Rethinking collective security
Thus far, bilateral bargaining has bought time, not durable security. Qatar’s mediating role has bought it influence – Doha resumed maritime trade with Iranian ports – but that goodwill remains fragile, as a Qatari-flagged LNG tanker, the Al Rekayyat, was struck near the Omani coast. The UAE reportedly delivered roughly 3 billion dollars to Iran to halt strikes on its territory, though Abu Dhabi has “categorically denied” the reports. Saudi Arabia refused Washington use of its bases and airspace for Project Freedom, the US-launched operation that was supposed to provide military cover to ships transiting the Strait of Hormuz.
These arrangements are transactional, not structural. Iran could equally channel such inflows toward economic recovery or rebuilding its missile and drone arsenal. Washington itself dangled General License X, granting 60-day sanctions relief on Iranian crude exports, only to revoke it after Iran hit tankers in the strait. The reversal shows economic relief employed as both reward and punishment for Iranian conduct, but such concessions – bilateral or otherwise – remain a stop-gap at best.
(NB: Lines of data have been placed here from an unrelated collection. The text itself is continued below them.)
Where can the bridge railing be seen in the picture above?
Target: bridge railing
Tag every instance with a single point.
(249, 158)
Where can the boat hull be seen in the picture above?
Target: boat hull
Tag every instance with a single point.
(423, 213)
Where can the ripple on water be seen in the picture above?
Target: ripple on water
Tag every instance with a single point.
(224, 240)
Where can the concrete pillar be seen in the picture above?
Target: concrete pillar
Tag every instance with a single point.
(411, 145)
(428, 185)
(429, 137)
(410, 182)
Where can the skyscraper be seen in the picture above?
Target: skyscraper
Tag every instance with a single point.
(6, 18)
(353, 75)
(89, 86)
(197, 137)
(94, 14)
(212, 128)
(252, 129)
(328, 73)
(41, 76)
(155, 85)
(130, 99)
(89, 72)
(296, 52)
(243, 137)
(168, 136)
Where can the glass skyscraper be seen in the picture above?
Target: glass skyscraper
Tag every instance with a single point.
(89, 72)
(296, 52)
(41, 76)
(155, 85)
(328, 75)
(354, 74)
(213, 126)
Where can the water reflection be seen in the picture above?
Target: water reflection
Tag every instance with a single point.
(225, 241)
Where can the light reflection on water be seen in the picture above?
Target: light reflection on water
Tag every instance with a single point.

How effective this mix of carrots and sticks prove in weaning Iran off retaliatory force will determine whether a pathway exists toward its integration into regional security – or whether the Gulf must plan around an indefinite threat.
A dual-track strategy of bloc diplomacy and deterrence would make Iran reconsider its options. Absent any collective security architecture, Saudi Arabia has floated a non-aggression pact modelled on the 1970s Helsinki framework, whose three baskets – mutual recognition, economic cooperation, human rights – thawed Cold War tensions between Western and Soviet blocs. A Gulf-Iran version would differ in content, resting on mutual guarantees against attack, but sharing the same rationale: détente to defuse escalatory risk. Gulf states can converge on a lowest-common-denominator arrangement convincing Iran that its prosperity depends on the region’s. This remains a medium-term prospect contingent on confidence-building measures.
In the near term, establishing deterrence is imperative – whether through a ‘GCC-plus’ or ‘GCC-minus’ format, a tighter circle of capable states bolstered by extra-regional partners along the MMM model. Maritime security is the natural first coordination point: a joint Gulf patrol, in the mould of the Malacca Strait Patrol, would signal seriousness without the weight of a mutual defence treaty. Demining the Strait, meanwhile, could draw on the expertise of the Dutch and Belgian navies – veterans of disarming World War-era ordnance – and further afield, Japan.
With drones now central to low-cost warfare, coordinated air and missile defence would raise the cost of future Iranian strikes. As Kuwait’s Colonel Sabah Al-Sabah put it, “no country defends its airspace alone; it is a coalition problem whether you like it or not”. He proposed agreeing a “release authority” matrix in advance – who may shoot, at what, and on whose order – since a single cruise missile can transit multiple countries before reaching its target.
Only if calm takes root in the next months should an inclusive security architecture be considered. For now, Iran’s increasingly assertive leadership, and doubts over its command structure, argue against it: the domestic censoring of Parliament Speaker Ghalibaf’s interview – reportedly for straying too far into nuclear inspections and the memorandum’s economic provisions – points to close scrutiny by hard-line factions inside the Islamic Revolutionary Guards Corps, which now exerts a greater degree of control over the state than before. If this is indeed the case, it strengthens the case for Gulf-centred deterrence as the more pressing priority, and diplomacy as its corollary.
Clemens Chay is Senior Fellow for Geopolitics at the Observer Research Foundation (ORF) Middle East.